Nachdem Nazis in den letzten Tagen die Wut und Trauer vieler Leipziger über den Mord an der achtjährigen Michelle zum Teil mit beachtlichem Erfolg instrumentalisiert haben, formiert sich nun eine breite Front, die dieses Verhalten aufs Schärfste ablehnt. In einem offenen Brief hat sich die Bürgerinitiative Buntes Reudnitz an alle Bewohner des Stadtteils gewandt.

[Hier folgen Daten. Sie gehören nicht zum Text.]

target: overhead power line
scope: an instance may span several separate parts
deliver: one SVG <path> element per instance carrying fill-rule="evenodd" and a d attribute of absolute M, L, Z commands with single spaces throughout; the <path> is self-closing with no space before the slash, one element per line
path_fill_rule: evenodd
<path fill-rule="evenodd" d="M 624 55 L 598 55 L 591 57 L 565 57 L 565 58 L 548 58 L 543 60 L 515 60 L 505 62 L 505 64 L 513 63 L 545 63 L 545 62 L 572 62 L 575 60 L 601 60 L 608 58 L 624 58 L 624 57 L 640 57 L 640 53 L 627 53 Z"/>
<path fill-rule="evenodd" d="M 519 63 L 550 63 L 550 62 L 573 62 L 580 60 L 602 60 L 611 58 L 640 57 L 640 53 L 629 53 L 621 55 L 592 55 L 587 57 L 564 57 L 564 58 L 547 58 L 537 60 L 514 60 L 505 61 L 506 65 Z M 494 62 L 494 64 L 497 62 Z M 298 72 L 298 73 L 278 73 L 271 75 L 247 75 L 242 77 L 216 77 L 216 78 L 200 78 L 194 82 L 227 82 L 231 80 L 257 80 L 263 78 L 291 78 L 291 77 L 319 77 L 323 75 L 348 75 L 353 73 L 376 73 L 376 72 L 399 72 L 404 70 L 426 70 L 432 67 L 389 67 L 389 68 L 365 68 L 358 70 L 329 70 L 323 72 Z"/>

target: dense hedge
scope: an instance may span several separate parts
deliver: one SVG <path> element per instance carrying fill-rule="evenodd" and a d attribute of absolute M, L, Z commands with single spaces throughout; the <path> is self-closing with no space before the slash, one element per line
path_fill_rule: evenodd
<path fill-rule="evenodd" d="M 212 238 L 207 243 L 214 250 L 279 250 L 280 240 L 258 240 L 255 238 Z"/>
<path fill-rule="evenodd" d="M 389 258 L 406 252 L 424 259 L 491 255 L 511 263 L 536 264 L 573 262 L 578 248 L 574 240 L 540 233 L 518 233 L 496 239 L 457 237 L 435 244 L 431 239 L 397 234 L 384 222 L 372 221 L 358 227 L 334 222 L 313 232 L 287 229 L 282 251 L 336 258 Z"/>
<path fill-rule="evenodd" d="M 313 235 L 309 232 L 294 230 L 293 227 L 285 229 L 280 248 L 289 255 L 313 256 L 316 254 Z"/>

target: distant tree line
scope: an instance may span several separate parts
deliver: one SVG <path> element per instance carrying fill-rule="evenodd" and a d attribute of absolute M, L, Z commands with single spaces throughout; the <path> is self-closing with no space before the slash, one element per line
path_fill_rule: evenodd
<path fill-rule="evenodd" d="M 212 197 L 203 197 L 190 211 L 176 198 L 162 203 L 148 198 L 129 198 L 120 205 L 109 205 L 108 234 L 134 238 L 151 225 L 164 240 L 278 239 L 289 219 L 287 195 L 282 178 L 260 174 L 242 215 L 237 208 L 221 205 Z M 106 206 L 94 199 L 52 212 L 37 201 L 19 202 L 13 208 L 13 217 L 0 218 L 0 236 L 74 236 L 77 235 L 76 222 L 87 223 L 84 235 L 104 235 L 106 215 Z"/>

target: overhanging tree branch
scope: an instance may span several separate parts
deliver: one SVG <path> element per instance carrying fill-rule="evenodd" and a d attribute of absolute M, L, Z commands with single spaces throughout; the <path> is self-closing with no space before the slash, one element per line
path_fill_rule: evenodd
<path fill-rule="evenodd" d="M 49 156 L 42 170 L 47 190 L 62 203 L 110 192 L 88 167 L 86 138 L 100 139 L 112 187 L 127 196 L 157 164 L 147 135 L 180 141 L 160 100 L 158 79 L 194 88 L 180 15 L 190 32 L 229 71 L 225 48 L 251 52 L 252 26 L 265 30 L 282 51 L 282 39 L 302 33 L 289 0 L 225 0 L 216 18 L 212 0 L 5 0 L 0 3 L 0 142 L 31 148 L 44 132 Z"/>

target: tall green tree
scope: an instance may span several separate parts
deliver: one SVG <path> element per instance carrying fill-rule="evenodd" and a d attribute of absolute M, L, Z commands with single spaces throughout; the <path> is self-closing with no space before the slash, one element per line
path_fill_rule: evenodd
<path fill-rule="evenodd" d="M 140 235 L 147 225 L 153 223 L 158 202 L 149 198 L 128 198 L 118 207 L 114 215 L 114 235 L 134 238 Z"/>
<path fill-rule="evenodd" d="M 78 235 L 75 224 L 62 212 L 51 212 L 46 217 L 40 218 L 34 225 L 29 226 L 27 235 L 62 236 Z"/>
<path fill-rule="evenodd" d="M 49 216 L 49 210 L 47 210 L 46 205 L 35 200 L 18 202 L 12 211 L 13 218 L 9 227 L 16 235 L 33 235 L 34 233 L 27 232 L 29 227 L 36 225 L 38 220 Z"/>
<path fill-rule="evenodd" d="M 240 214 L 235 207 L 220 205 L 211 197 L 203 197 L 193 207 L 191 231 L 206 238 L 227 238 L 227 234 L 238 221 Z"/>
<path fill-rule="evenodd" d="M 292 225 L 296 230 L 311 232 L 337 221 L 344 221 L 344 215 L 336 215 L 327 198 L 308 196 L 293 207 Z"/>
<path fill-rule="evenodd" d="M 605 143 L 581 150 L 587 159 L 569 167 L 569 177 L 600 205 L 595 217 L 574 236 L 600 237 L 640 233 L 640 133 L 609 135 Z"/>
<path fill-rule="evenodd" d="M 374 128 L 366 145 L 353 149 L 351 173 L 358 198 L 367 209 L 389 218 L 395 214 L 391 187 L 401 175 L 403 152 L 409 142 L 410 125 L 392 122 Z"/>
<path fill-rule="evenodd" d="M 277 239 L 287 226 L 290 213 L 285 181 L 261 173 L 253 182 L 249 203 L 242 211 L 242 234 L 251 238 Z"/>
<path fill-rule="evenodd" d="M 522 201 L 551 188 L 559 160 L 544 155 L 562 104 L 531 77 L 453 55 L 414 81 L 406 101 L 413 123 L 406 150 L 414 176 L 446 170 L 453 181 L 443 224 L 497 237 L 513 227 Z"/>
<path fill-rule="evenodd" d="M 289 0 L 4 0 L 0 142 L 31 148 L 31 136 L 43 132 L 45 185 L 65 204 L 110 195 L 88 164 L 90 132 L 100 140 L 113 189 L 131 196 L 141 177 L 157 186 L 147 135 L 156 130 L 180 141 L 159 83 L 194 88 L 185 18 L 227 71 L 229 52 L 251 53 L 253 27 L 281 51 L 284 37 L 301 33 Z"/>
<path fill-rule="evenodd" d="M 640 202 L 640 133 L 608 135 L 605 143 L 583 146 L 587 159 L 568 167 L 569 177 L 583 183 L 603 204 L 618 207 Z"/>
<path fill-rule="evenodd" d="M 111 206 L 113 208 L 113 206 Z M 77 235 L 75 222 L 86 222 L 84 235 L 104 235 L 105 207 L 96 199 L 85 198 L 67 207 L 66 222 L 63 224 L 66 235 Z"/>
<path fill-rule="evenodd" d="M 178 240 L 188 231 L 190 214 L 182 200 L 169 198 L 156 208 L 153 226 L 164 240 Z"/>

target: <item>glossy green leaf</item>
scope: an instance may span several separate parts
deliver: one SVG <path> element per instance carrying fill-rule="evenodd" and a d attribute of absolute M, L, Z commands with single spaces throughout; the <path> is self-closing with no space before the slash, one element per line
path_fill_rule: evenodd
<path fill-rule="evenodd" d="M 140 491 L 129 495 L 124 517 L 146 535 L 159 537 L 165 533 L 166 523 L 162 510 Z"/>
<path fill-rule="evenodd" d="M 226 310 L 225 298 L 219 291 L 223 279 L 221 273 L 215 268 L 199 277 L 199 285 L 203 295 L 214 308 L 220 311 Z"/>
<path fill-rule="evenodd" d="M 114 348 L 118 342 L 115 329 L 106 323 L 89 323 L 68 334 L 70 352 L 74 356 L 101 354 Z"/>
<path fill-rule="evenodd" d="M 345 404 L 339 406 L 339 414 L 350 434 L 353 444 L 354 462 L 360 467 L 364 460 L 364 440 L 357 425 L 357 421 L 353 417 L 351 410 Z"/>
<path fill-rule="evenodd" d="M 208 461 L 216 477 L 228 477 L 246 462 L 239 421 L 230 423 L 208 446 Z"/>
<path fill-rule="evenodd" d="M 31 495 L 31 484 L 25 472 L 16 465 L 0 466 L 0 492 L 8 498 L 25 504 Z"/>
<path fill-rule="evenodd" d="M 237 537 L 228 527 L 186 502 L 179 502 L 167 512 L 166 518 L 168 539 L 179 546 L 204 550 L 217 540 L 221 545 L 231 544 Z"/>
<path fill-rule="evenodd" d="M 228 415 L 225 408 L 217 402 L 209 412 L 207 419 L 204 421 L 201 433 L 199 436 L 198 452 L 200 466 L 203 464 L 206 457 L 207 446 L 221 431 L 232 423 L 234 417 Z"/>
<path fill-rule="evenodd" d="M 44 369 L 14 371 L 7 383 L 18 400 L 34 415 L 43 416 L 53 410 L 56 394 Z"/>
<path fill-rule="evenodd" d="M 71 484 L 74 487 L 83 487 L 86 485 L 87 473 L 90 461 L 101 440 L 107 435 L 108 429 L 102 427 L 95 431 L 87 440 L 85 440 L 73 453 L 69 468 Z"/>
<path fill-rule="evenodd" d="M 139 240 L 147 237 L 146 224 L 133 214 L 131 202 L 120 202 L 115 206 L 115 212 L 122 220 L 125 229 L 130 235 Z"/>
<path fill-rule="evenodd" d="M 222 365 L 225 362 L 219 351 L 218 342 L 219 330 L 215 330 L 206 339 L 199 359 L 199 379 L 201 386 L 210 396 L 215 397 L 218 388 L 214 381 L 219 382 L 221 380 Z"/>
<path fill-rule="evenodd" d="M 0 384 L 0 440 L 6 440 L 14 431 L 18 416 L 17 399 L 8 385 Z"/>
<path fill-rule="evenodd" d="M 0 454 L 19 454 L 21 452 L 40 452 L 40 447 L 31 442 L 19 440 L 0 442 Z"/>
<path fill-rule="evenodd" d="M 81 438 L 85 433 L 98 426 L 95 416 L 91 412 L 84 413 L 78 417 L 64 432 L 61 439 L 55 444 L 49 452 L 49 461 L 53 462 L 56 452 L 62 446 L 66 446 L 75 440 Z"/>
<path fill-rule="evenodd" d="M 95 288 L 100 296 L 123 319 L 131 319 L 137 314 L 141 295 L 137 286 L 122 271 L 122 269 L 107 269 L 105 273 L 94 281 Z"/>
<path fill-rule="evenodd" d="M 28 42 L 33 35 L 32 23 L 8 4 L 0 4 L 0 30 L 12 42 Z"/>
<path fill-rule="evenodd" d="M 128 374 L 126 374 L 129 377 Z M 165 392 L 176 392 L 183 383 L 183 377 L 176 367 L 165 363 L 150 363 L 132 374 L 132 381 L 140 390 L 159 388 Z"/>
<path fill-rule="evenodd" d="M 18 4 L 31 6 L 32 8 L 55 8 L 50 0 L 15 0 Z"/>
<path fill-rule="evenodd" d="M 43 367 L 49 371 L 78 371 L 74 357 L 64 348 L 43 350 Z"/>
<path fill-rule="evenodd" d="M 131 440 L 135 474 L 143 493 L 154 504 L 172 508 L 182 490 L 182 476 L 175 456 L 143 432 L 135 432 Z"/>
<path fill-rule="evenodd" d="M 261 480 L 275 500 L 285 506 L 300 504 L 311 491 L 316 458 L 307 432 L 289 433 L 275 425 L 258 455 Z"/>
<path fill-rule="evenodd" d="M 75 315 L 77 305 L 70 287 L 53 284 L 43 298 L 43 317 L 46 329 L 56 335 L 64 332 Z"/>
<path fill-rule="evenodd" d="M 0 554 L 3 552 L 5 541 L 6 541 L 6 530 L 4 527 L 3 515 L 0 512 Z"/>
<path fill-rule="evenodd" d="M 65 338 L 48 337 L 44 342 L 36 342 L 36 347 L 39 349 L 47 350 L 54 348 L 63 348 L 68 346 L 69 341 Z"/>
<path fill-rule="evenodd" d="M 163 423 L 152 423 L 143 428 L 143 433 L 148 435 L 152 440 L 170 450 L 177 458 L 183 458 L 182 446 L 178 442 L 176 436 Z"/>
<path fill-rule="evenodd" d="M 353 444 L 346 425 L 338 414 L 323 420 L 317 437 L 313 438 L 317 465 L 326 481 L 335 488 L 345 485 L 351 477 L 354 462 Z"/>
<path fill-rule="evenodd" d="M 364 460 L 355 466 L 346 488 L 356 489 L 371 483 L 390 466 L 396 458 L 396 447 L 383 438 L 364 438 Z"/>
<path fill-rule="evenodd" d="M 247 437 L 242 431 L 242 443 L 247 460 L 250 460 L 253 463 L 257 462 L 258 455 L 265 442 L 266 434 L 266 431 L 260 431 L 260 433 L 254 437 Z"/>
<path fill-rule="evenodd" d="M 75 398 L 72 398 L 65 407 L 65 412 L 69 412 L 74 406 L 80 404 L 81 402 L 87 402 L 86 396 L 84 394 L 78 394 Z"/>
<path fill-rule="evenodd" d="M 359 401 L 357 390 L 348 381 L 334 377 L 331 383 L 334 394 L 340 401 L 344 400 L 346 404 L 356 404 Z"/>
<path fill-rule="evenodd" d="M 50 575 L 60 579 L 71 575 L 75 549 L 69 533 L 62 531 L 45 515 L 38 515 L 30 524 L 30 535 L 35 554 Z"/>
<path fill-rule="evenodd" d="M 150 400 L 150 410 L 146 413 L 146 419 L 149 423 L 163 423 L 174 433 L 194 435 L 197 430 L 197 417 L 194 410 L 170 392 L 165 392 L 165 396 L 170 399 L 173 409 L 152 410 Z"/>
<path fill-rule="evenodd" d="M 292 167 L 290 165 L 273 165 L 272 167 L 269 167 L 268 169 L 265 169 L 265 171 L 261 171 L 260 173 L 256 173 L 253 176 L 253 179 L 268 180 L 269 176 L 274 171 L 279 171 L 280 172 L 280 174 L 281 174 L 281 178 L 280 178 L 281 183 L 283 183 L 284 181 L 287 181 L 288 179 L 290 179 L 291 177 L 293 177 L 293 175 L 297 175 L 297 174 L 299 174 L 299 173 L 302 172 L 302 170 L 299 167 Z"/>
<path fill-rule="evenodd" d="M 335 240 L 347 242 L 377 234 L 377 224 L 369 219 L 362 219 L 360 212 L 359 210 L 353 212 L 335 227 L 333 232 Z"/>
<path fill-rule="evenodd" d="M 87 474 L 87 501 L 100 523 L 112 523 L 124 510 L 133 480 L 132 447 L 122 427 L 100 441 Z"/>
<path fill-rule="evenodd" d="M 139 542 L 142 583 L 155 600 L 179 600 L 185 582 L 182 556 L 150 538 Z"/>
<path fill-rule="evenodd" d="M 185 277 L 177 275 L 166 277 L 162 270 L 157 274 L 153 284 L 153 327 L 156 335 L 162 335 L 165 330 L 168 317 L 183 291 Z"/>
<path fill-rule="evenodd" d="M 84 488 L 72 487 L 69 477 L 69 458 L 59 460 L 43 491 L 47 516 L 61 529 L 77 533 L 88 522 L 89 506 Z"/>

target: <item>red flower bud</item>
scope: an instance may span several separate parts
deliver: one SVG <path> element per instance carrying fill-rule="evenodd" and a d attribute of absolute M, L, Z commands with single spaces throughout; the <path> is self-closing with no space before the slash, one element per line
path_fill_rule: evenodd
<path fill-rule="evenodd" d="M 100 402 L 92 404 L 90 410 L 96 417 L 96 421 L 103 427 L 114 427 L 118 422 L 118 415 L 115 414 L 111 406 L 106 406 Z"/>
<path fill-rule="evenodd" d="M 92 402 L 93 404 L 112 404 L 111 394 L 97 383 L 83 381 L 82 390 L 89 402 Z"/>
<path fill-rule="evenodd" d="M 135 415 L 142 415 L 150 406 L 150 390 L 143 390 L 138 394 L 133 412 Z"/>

Trotz der zahlreichen Kundgebungen ist es gestern in Leipzig ruhig geblieben. Die Stadt hatte im Vorfeld alle mobilen Demonstrationen untersagt und nur stationäre Kundgebungen zugelassen. »Nach Einschätzung von Stadt und Polizei wäre es angesichts der Gefahrenprognose, insbesondere aber mit Blick auf den erschütternden Hintergrund der Versammlungen weder möglich, angemessen noch moralisch vertretbar gewesen, einen Aufzug im Leipziger Stadtgebiet zuzulassen«, hieß es dazu aus dem Rathaus.
So versammelten sich im Bereich der Holstein- und Oststraße ca. 280 Rechte, unter ihnen der Fraktionsvorsitzende der NPD in sächsischen Landtag, Holger Apfel. Sie waren – entgegen den Demonstrationen der Vortage – wieder unter sich. Am Täubchenweg trafen sich etwa 100 Personen aus dem linken Spektrum zu einer Kundgebung. Sie verurteilten das Bestreben der Rechten, den Tod von Michelle politisch zu instrumentalisieren, und wiesen den Vorwurf zurück, sie würden das Verbrechen an der Achtjährigen durch ihren Protest gegen die Nazis verharmlosen. Zahlreiche Polizeibeamte waren in Reudnitz eingesetzt, um ein Aufeinandertreffen der beiden Gruppen zu verhindern und die Einhaltung der Auflagen zu überwachen.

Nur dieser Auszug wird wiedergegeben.